Because patents won’t be as effective in protecting exclusivity against biosimilars, the pharmaceutical and biotechnology industries asked Congress to establish a longer period of data exclusivity for biologics-they originally sought 14 years, based on reports from some economists-before generic makers could use data provided to the FDA from the creator of the product. In June the Obama administration, which is counting on lower-cost generics as a keystone to health reform, said seven years would be a “generous compromise.”
Ethan Guillén, executive director of the Universities Allied group, said the organizations recognized the need for some period of data exclusivity but believed 12 years was too long. “Universities must take evidence-based stances that benefit society, and not simply act as echo chambers for PhRMA and BIO priorities,” the groups wrote in the letter, referring to the chief lobbyists for pharmaceutical and biotechnology companies.
Mr. Vaughn said that the AAU’s position was based on market assessments it found reliable, and that the association had sought a balanced position that would take into account the market realities of the pharmaceutical industry and the needs of the public.
Although many influential parties are playing a role in the debate, Mr. Guillén said the AAU’s withdrawal of support for 12 years of exclusivity could still be significant, both for its symbolism and because it would “remove a fig leaf” that now gives the pharmaceutical industry and others cover to support that many years to monopolize the market.

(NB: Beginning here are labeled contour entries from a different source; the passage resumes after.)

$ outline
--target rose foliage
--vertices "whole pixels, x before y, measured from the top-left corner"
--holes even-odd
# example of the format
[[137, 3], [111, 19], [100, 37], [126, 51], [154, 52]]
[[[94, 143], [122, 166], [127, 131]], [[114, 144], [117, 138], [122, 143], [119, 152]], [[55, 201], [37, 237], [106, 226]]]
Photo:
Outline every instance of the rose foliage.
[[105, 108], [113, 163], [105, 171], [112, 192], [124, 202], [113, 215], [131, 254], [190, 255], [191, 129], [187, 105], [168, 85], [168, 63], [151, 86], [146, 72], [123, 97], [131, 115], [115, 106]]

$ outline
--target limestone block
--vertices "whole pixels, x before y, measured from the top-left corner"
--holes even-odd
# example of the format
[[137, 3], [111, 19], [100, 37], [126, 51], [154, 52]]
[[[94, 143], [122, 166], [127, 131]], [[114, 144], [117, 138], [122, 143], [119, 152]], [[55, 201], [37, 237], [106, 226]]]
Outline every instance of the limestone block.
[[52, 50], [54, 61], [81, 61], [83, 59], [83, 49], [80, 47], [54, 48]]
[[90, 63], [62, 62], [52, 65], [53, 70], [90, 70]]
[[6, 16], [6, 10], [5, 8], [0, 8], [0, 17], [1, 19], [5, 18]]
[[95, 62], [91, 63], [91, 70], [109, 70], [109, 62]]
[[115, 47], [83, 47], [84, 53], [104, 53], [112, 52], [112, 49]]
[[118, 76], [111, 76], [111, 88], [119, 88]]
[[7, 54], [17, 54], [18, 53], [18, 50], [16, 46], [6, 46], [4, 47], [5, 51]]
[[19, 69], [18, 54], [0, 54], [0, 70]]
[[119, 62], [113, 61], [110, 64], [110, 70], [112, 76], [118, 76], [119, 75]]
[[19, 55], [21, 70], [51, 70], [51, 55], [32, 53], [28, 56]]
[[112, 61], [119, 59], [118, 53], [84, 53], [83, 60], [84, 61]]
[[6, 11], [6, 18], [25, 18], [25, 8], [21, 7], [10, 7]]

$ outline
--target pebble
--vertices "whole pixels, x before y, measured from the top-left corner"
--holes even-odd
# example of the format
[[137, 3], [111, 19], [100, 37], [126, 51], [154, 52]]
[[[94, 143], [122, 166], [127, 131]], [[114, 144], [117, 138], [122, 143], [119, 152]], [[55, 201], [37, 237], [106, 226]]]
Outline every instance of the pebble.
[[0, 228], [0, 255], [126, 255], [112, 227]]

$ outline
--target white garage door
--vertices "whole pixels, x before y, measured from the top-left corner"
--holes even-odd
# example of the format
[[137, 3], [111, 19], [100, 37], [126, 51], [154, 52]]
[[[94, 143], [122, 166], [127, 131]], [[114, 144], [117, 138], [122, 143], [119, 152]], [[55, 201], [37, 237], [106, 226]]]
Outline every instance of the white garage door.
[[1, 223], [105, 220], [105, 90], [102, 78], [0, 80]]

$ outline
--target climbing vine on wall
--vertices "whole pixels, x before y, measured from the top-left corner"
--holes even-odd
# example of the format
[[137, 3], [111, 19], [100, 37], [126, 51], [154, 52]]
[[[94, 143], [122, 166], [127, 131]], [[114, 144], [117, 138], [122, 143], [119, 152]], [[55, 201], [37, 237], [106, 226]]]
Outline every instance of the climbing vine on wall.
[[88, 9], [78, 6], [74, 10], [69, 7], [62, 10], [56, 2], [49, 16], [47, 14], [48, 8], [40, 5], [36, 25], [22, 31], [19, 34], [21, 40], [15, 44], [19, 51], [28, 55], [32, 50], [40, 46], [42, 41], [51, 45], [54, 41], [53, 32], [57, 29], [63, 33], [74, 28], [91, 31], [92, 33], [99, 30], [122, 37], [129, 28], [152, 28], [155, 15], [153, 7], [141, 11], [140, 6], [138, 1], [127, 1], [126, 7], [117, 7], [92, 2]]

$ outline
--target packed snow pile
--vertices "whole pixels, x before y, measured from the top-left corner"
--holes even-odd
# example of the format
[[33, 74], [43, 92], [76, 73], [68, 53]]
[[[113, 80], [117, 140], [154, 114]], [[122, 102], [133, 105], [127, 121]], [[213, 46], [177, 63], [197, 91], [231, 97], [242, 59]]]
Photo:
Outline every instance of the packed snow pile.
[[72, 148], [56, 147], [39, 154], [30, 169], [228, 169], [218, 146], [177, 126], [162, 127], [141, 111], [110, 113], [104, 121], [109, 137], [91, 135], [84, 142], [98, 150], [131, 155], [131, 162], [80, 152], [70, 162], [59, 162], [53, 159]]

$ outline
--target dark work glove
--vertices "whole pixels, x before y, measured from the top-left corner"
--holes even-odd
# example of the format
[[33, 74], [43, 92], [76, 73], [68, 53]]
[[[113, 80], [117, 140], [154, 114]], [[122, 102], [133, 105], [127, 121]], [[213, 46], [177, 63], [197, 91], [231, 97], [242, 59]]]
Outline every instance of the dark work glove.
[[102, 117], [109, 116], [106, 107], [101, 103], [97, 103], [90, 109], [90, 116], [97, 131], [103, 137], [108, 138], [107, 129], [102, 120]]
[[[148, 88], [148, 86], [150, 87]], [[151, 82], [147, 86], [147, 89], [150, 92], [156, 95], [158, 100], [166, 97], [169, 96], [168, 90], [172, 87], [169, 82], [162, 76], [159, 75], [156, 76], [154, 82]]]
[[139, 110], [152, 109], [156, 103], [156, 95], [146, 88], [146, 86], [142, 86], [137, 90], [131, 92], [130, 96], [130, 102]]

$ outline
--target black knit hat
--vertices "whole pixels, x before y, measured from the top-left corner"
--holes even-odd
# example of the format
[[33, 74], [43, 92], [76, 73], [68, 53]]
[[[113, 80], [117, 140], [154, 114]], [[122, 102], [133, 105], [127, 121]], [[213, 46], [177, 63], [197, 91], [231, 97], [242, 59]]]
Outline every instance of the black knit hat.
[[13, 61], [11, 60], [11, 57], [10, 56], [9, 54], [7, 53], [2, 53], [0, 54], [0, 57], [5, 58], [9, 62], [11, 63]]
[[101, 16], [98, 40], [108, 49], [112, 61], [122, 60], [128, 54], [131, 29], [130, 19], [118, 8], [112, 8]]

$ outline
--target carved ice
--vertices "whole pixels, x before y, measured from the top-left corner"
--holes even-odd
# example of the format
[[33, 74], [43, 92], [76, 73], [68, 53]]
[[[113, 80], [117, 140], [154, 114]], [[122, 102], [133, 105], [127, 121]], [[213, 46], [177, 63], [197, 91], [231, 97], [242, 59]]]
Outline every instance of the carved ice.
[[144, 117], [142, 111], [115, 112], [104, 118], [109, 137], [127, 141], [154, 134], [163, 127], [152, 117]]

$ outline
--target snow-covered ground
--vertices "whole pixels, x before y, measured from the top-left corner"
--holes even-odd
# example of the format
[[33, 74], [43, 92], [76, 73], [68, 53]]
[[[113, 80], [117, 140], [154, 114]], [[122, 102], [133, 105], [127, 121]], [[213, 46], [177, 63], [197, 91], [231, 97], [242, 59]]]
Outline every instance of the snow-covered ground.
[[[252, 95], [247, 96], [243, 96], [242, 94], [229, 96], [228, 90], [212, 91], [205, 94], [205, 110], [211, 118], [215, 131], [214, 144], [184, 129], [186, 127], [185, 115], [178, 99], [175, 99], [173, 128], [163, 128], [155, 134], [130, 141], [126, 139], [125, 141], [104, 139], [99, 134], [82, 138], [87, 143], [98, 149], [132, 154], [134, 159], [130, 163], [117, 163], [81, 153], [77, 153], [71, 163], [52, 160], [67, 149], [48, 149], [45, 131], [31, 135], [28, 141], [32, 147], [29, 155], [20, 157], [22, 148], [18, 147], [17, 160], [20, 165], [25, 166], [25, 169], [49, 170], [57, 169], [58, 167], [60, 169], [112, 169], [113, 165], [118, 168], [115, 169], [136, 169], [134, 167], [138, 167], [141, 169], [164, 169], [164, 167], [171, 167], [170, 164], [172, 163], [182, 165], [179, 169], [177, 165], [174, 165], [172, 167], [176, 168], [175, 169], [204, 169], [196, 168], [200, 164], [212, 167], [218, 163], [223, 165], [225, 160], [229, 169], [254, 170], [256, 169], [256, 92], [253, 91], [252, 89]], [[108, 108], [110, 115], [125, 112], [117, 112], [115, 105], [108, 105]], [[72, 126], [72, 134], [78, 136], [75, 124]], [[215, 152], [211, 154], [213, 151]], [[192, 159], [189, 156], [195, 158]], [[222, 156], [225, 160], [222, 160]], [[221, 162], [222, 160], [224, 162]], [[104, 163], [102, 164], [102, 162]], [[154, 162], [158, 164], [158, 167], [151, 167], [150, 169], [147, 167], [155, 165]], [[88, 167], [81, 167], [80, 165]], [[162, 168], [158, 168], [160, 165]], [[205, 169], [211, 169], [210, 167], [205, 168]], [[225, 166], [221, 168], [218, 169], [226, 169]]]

His group, which has also been working with the AAU and other academic organizations to direct more university research toward improving human health in the developing world, said the association’s position seems to contradict its stance urging universities to be more focused on public health in their licensing practices.
Universities Allied is a coalition of students at more than 40 research institutions in the United States, Canada, and Europe. The medical-student association represents more than 62,000 members, including medical and premedical students, residents, and practicing physicians.